The key to beating hackers might not just lie in stronger security measures and ‘unbreakable’ passwords. Now, it seems like an element of trickery is required – almost beating hackers at their own game.
Two independent security researchers have developed a system which they call ‘Honey Encryption’, which promises to make it harder for hackers to know when they have arrived at the information they want. When the wrong key is used to decrypt information protected by their system, the hacker would be presented with fake, but plausible data, giving them no way of knowing whether they have succeeded or failed.
The system takes its name from the common practise of setting a ‘honey trap’ to catch hackers online.
Dr. Air Juels, an independent researcher, teamed up with Thomas Ristenpart from the University of Wisconsin to create the system. Quoted in MIT Technology Review, Juels said that “Decoys and deception are really underexploited tools in fundamental computer security. Each decryption is going to look plausible...the attacker has no way to distinguish a priori which is correct.”
As BGR reports, the fake data generated will be partly based on data released in previous security breaches – for example, the databases of passwords revealed in large-scale hacks on companies such as Adobe and Playstation Network. Juels is also working on using Honey Encryption to protect password manager software, which is designed to securely store dozens of passwords per user.

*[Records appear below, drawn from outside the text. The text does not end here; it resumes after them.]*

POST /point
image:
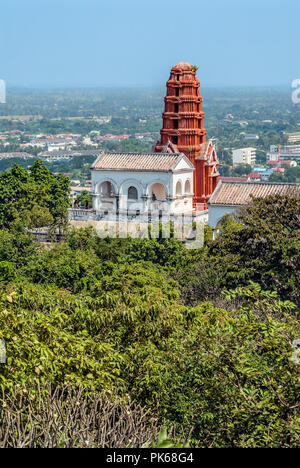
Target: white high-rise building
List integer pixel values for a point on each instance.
(244, 156)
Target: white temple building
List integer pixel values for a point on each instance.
(134, 183)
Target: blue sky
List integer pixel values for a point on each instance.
(80, 43)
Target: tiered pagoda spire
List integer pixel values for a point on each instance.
(183, 130)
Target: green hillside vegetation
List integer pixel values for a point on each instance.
(202, 339)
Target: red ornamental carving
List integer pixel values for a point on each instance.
(183, 130)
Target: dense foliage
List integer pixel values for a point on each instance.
(34, 198)
(201, 338)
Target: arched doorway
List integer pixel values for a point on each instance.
(132, 193)
(178, 189)
(158, 192)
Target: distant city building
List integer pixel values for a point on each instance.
(244, 156)
(15, 155)
(228, 197)
(293, 137)
(251, 137)
(283, 153)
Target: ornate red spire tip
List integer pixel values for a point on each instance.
(183, 129)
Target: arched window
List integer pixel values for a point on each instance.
(107, 189)
(132, 193)
(158, 192)
(187, 187)
(178, 188)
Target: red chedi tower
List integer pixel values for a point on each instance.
(183, 130)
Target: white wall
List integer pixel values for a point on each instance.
(143, 181)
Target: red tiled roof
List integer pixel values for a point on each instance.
(232, 179)
(239, 193)
(139, 161)
(279, 162)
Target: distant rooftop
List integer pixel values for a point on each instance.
(140, 161)
(241, 193)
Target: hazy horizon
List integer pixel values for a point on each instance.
(80, 44)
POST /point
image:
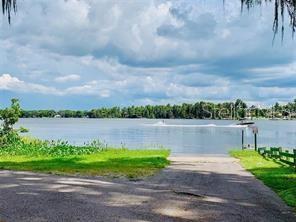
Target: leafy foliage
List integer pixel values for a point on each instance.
(35, 147)
(133, 164)
(9, 117)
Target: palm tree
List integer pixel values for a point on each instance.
(7, 7)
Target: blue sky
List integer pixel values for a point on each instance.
(86, 54)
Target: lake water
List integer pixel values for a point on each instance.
(181, 136)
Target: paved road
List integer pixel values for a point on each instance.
(191, 189)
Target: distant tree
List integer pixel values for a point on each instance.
(10, 116)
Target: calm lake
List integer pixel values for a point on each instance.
(181, 136)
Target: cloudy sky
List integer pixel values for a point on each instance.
(88, 53)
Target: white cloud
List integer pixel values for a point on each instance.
(118, 53)
(72, 77)
(8, 82)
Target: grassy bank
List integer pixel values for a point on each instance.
(90, 159)
(277, 176)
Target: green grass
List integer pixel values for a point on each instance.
(111, 162)
(277, 176)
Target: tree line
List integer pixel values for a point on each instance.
(199, 110)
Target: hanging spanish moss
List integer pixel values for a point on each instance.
(281, 7)
(8, 6)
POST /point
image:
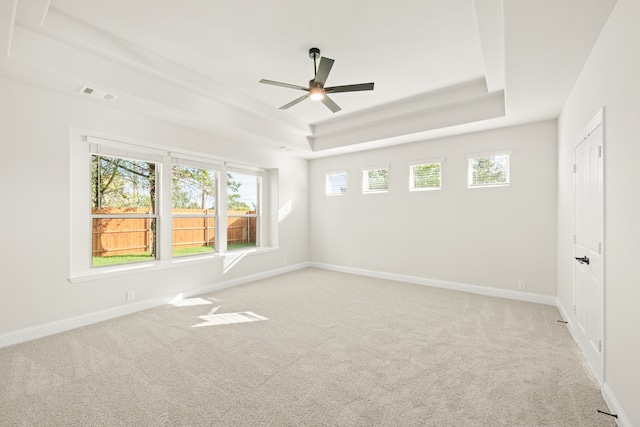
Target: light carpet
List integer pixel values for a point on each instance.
(335, 350)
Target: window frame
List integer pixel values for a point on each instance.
(258, 173)
(80, 223)
(328, 184)
(425, 162)
(366, 189)
(198, 163)
(501, 153)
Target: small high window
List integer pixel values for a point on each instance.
(425, 175)
(375, 180)
(336, 183)
(489, 170)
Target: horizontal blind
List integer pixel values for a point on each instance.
(376, 179)
(426, 175)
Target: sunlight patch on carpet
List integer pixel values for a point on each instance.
(229, 318)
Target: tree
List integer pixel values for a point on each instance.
(233, 195)
(489, 170)
(122, 183)
(426, 175)
(192, 188)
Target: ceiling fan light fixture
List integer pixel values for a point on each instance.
(316, 93)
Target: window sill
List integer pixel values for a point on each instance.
(143, 267)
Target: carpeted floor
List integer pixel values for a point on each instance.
(309, 348)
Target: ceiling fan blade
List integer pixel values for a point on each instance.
(295, 101)
(323, 70)
(349, 88)
(271, 82)
(330, 104)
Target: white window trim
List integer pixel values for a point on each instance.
(365, 180)
(80, 218)
(327, 176)
(508, 153)
(413, 163)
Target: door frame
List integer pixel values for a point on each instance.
(597, 120)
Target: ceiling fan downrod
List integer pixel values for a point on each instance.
(314, 53)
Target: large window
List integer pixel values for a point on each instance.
(375, 180)
(489, 170)
(193, 207)
(154, 205)
(425, 175)
(243, 208)
(123, 209)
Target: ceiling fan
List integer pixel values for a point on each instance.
(316, 89)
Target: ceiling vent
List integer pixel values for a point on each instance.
(97, 93)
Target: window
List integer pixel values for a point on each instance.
(425, 175)
(193, 207)
(151, 206)
(243, 208)
(336, 183)
(123, 207)
(489, 170)
(375, 180)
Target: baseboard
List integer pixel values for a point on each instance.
(464, 287)
(614, 406)
(46, 329)
(565, 317)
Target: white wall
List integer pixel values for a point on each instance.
(610, 79)
(34, 219)
(484, 236)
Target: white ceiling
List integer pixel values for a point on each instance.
(440, 67)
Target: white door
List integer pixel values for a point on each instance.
(589, 247)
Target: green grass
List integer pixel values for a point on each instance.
(103, 261)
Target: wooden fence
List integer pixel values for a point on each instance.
(122, 236)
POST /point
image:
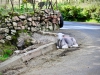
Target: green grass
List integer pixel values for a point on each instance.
(92, 21)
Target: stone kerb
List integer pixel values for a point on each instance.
(20, 59)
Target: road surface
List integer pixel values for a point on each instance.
(84, 60)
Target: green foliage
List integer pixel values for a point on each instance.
(7, 51)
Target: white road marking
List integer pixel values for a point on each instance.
(80, 27)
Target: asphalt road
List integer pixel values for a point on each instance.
(84, 60)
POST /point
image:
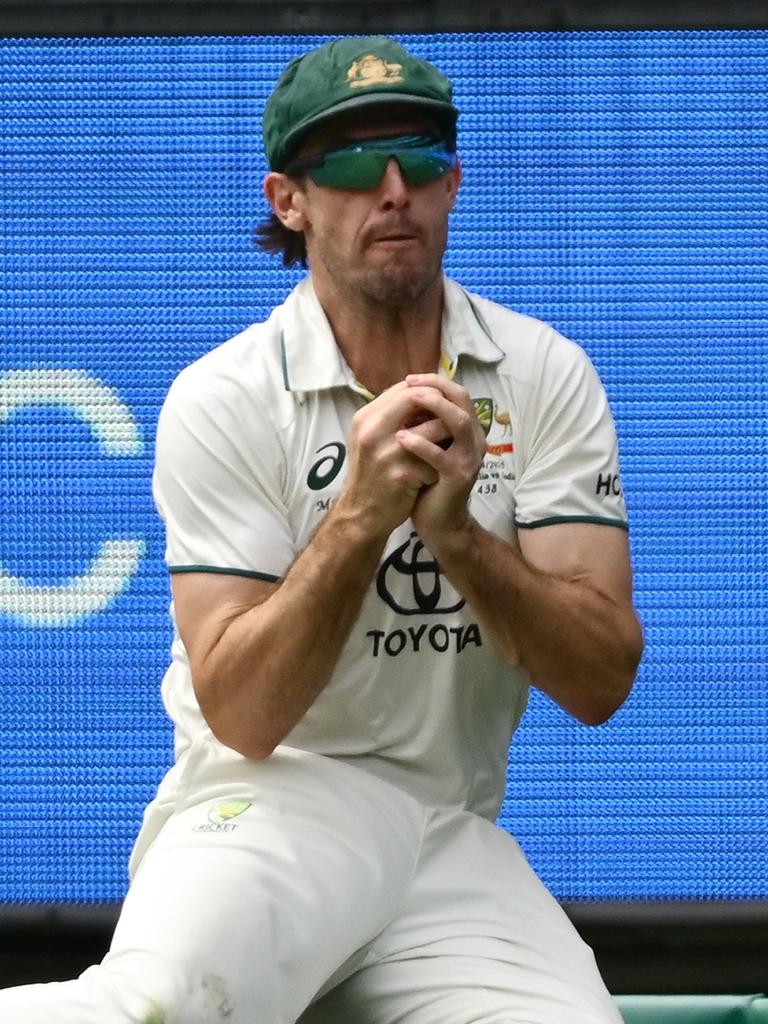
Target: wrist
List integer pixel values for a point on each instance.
(454, 541)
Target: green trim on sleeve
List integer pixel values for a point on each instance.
(572, 518)
(177, 569)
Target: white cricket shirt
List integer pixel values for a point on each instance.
(251, 451)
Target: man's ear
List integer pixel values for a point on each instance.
(287, 200)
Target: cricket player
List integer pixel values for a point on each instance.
(390, 509)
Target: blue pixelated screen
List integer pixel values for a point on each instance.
(615, 185)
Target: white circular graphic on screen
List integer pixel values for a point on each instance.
(113, 425)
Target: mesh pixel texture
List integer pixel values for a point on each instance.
(614, 185)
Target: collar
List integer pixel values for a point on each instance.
(312, 360)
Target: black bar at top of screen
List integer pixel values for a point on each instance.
(204, 17)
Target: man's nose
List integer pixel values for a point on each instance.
(392, 186)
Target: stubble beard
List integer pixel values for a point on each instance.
(394, 285)
(397, 286)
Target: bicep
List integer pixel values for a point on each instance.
(206, 604)
(593, 553)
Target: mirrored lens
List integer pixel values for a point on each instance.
(363, 165)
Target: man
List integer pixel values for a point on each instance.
(389, 509)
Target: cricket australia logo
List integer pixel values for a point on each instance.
(219, 817)
(426, 591)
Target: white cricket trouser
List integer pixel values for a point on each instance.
(333, 891)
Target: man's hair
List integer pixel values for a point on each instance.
(272, 237)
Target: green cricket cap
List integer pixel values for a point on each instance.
(350, 74)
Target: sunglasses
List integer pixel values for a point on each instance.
(361, 164)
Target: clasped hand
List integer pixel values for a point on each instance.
(415, 451)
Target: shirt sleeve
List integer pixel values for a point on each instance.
(568, 470)
(218, 480)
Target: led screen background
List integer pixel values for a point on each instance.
(614, 185)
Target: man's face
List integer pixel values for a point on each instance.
(384, 244)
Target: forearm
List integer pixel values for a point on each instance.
(570, 640)
(270, 662)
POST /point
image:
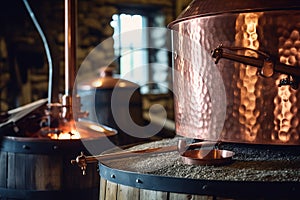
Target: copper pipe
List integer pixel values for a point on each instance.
(70, 45)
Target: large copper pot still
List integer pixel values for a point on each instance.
(256, 47)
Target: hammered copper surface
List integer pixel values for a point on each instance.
(257, 109)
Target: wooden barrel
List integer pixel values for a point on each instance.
(34, 168)
(164, 176)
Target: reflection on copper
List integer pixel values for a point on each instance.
(246, 36)
(285, 110)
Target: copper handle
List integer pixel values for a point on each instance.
(266, 64)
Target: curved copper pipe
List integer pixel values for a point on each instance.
(70, 45)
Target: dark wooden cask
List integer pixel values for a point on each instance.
(34, 168)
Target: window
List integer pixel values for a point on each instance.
(133, 61)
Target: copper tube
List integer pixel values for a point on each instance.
(70, 44)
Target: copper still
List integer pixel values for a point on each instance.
(255, 47)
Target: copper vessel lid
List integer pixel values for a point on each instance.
(200, 8)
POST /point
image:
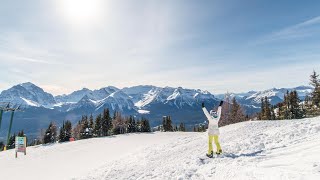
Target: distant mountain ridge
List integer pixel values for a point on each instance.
(183, 105)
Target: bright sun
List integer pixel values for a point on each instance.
(81, 11)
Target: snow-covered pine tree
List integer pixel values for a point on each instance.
(106, 122)
(84, 132)
(62, 133)
(97, 126)
(91, 125)
(50, 134)
(131, 124)
(315, 95)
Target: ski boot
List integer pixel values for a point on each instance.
(210, 155)
(219, 152)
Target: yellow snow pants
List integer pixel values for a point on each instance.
(216, 141)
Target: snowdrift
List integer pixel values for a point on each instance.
(287, 149)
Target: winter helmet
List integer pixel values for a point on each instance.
(214, 114)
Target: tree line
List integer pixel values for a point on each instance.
(87, 127)
(168, 127)
(292, 107)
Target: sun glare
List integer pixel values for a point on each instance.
(81, 11)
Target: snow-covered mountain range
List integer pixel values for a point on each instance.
(183, 105)
(274, 95)
(152, 102)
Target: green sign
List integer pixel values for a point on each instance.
(21, 145)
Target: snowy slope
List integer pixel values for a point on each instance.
(252, 150)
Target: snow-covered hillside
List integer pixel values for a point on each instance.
(252, 150)
(275, 95)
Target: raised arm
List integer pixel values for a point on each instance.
(219, 110)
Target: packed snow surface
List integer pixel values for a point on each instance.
(252, 150)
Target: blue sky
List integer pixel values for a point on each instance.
(217, 45)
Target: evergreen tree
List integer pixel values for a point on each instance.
(91, 125)
(267, 111)
(77, 131)
(62, 133)
(296, 110)
(97, 126)
(119, 125)
(131, 125)
(262, 114)
(315, 95)
(145, 126)
(106, 122)
(68, 130)
(84, 132)
(236, 113)
(65, 131)
(50, 134)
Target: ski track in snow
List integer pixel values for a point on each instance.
(252, 150)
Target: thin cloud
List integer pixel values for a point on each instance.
(304, 29)
(27, 59)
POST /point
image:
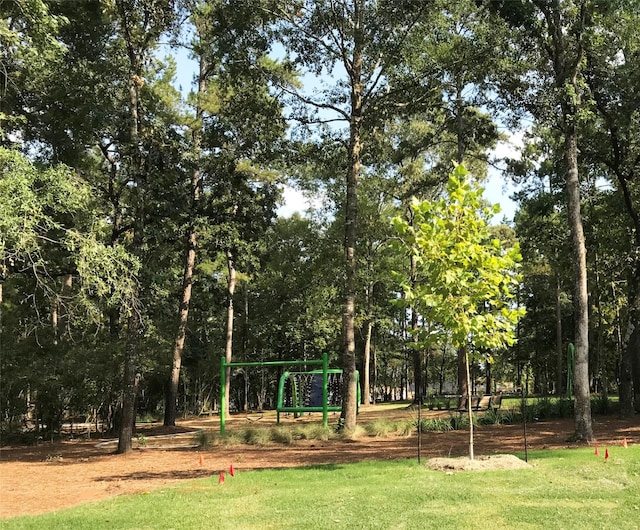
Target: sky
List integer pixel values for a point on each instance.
(497, 191)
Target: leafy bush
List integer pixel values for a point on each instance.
(459, 421)
(281, 435)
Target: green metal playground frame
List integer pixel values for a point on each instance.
(318, 362)
(297, 407)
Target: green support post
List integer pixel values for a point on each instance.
(325, 390)
(223, 384)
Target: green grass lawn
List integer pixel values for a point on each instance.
(562, 490)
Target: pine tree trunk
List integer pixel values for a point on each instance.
(189, 264)
(583, 427)
(350, 389)
(231, 287)
(366, 387)
(559, 353)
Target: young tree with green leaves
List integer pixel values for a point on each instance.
(466, 278)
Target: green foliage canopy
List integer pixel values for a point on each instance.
(466, 279)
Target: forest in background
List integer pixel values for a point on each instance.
(139, 240)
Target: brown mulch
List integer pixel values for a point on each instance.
(51, 476)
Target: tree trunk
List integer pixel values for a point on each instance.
(366, 387)
(350, 389)
(134, 320)
(583, 427)
(189, 263)
(130, 390)
(559, 353)
(465, 354)
(231, 287)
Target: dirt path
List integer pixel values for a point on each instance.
(48, 477)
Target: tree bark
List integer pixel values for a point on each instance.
(189, 262)
(134, 320)
(350, 389)
(559, 352)
(583, 427)
(366, 387)
(231, 287)
(464, 385)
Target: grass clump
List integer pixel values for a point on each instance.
(380, 427)
(568, 489)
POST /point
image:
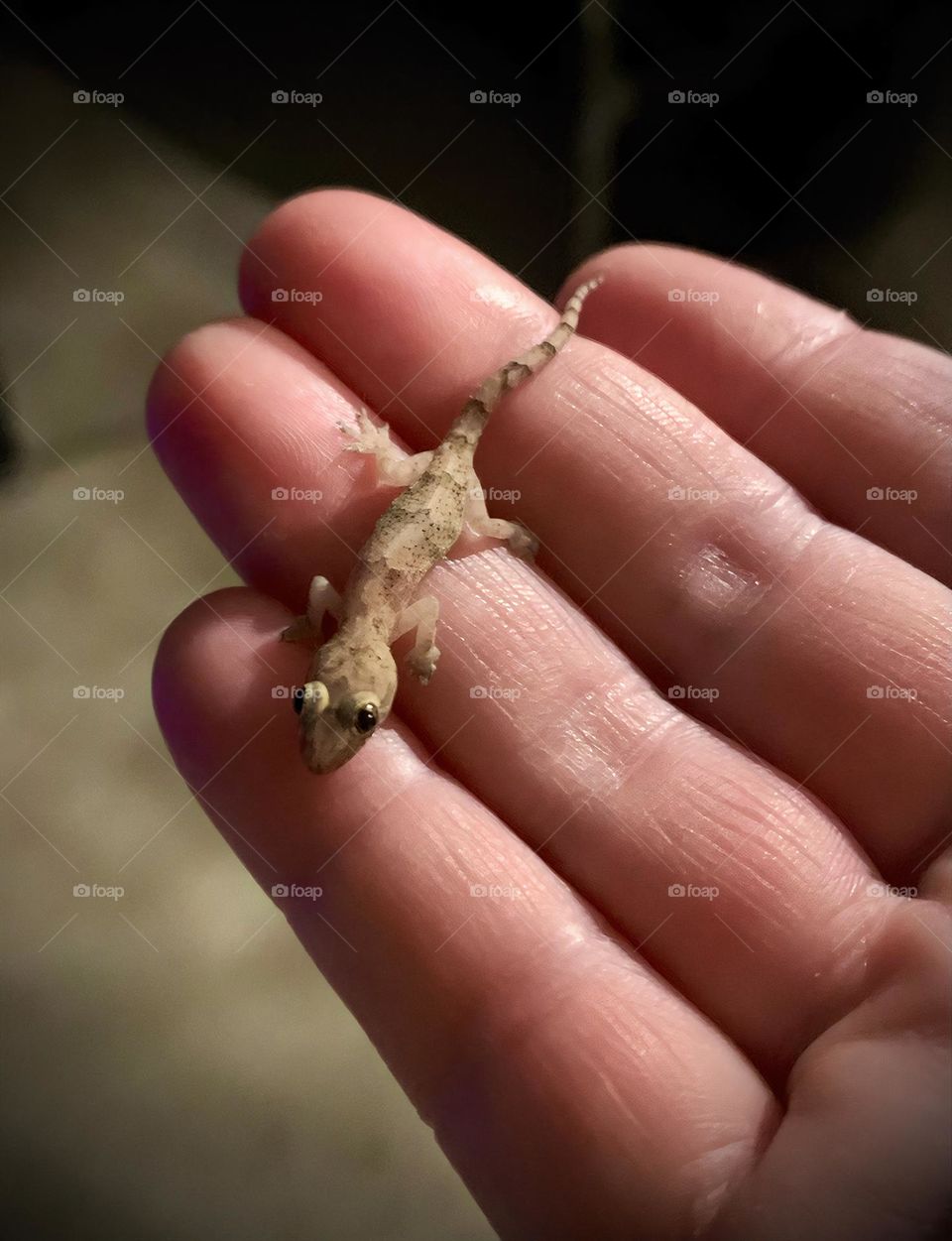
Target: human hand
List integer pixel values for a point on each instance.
(638, 957)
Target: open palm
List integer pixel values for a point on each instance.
(623, 896)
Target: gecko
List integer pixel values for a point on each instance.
(353, 676)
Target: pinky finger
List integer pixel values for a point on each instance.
(573, 1090)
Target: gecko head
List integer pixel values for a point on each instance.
(336, 718)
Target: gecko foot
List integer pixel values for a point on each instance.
(365, 436)
(523, 543)
(423, 663)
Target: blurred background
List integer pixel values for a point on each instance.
(173, 1066)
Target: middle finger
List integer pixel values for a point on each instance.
(735, 883)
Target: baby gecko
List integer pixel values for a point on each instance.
(353, 677)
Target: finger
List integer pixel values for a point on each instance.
(866, 1140)
(740, 889)
(740, 593)
(858, 421)
(571, 1088)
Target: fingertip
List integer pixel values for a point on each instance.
(215, 676)
(324, 220)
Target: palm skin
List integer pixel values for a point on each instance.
(645, 958)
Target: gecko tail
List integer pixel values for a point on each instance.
(476, 412)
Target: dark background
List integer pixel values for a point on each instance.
(792, 171)
(173, 1067)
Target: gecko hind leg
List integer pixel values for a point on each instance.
(523, 543)
(393, 468)
(422, 659)
(321, 597)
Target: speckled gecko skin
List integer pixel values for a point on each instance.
(353, 677)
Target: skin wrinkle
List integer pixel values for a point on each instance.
(804, 928)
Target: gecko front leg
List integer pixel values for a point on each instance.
(321, 597)
(523, 543)
(422, 659)
(393, 468)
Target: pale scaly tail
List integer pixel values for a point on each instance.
(476, 412)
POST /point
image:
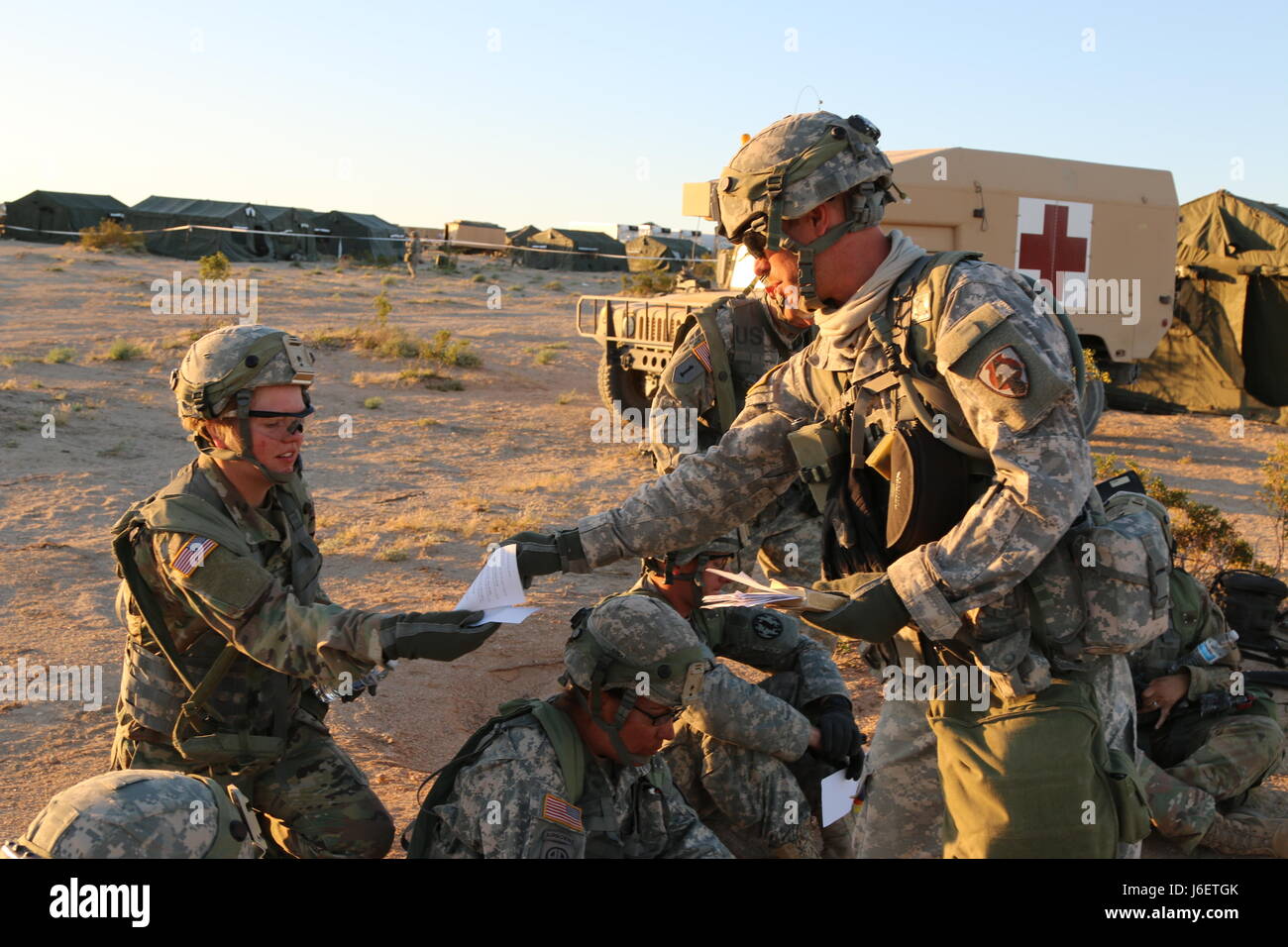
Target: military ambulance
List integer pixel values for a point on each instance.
(1103, 239)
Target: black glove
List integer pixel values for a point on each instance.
(544, 553)
(875, 613)
(840, 738)
(438, 635)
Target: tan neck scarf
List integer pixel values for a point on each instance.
(842, 330)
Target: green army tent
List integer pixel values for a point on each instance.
(361, 236)
(290, 221)
(40, 211)
(589, 250)
(1228, 346)
(244, 239)
(674, 250)
(520, 236)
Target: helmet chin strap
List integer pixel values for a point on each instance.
(613, 729)
(210, 450)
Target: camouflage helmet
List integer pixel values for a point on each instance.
(794, 166)
(220, 372)
(143, 813)
(640, 646)
(237, 359)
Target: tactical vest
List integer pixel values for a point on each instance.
(893, 483)
(217, 706)
(597, 808)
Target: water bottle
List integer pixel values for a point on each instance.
(1210, 650)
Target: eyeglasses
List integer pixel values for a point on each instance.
(279, 428)
(755, 243)
(665, 718)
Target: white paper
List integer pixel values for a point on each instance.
(506, 615)
(497, 583)
(837, 796)
(760, 594)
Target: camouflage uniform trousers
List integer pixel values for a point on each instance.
(314, 800)
(1198, 767)
(903, 799)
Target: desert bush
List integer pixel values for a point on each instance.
(1274, 493)
(58, 355)
(1206, 540)
(215, 265)
(108, 235)
(123, 351)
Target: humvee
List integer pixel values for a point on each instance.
(1035, 214)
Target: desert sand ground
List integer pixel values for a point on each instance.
(407, 504)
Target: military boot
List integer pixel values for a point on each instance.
(1247, 835)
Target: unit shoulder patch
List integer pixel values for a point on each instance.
(192, 556)
(1005, 372)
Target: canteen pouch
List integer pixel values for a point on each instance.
(1249, 602)
(1030, 777)
(819, 451)
(928, 487)
(1122, 562)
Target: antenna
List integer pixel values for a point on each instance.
(797, 107)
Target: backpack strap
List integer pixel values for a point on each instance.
(726, 399)
(568, 748)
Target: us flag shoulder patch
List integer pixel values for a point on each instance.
(192, 556)
(555, 809)
(703, 352)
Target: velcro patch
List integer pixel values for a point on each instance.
(555, 843)
(1005, 372)
(192, 556)
(690, 369)
(555, 809)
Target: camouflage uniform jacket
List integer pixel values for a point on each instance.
(730, 707)
(755, 339)
(1184, 633)
(267, 603)
(514, 802)
(1034, 440)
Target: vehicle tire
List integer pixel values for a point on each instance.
(629, 386)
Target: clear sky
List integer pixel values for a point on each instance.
(552, 112)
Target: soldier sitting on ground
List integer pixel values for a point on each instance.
(142, 813)
(579, 776)
(748, 758)
(228, 625)
(1207, 740)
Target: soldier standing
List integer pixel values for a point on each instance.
(411, 253)
(579, 776)
(724, 351)
(228, 625)
(938, 582)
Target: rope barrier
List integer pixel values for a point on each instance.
(395, 240)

Juels has said that “by now, enough password dumps have leaked online to make it possible to create fakes that accurately mimic collections of real passwords.” The system works best with data that can be convincingly spoofed, like passwords or credit card numbers. More complex information might be harder to replicate to a level that would fool an attentive hacker.
Under standard procedures, it would be easy for hackers to recognise when they have been unsuccessful in breaking into files, as Threat Post points out, as the ‘answer’ is returned in the form of gibberish. And although it may not always be easy to fully replicate fake data, Juels said that isn’t a big problem: “The model doesn’t have to be perfect to be good. If just half of the decryption attempts yield something plausible, you still achieve the desired bafflement of the attacker.”
Juels and Ristenpart will present a talk on “Honey Encryption: Security Beyond the Brute-Force Bound” at the Eurocrypt conference in May, in Copenhagen. Dr. Juels was formerly chief scientist at RSA, where he began his work on Honey Encryption.